Monococcum Wheat (einkorn)

by luciano

Monococcus wheat protein content, on average 15-18%, is higher than that of other cultivated cereals and has a nutritional value higher than that of common wheat and durum wheat. The studies carried out at the Research Unit for the Qualitative Valorisation of Cereals of the Council for Research and Experimentation in Agriculture (CRA-QCE) in the last ten years have allowed to identify many peculiar and nutritionally interesting aspects of the monococcus wheat. Among the characteristics that make it unique in the field of straw cereals we have (i) the high content of carotenoids, precursors of vitamin A and natural antioxidants, which is about 5 times that of soft wheat; (ii) the excellent availability of tocoli (vitamin E), which is about 50% greater than durum wheat and soft wheat; (iii) the high content in lipids (about 50% more than common wheat), with a clear prevalence of unsaturated fatty acids; (iv) the high percentage in ash and the high content in minerals (particularly interesting are zinc, iron and phosphorus) and (v) a content in fruits about 50-70% greater than soft wheat (Hidalgo and Brandolini, 2008) ). The monococcus wheat flour, almost impalpable, has a characteristic yellow color and is excellent for the production of biscuits, snakes, flakes and other bakery products (Brandolini et al., 2008; Pollini et al., 2013); there are also genotypes with an excellent attitude to bread-making (Saponaro et al., 1995; Borghi et al., 1996).
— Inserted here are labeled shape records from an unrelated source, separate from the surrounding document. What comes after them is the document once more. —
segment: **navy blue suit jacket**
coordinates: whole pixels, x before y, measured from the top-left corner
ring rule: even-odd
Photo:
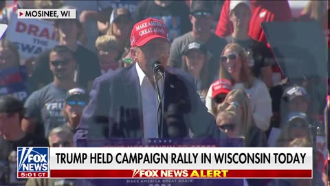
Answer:
[[[194,79],[173,68],[166,69],[164,111],[168,105],[184,103],[185,123],[195,137],[223,137],[215,119],[196,92]],[[167,134],[164,123],[164,138]],[[157,125],[157,123],[155,123]],[[95,79],[89,103],[83,111],[75,141],[82,138],[142,138],[143,116],[139,77],[131,65]]]

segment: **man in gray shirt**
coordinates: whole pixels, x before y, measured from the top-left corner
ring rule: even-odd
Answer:
[[[204,43],[210,52],[209,74],[212,80],[217,79],[219,57],[227,42],[225,39],[219,38],[211,32],[212,3],[209,1],[192,1],[189,18],[192,30],[173,41],[168,65],[181,68],[186,46],[197,41]]]

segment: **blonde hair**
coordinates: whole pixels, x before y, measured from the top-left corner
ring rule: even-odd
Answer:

Also the pastification quality is very high, both in terms of workability of the raw material and of the quality of the finished product: the spaghetti and the monococco wheat macaroni have a good resistance to cooking and a reduced loss of starch compared to those based on commercial groats. of durum wheat (Brandolini et al., 2008). Moreover T. monococcum possesses small-sized (so-called B-type) starch granules in proportion to the cultivated wheats.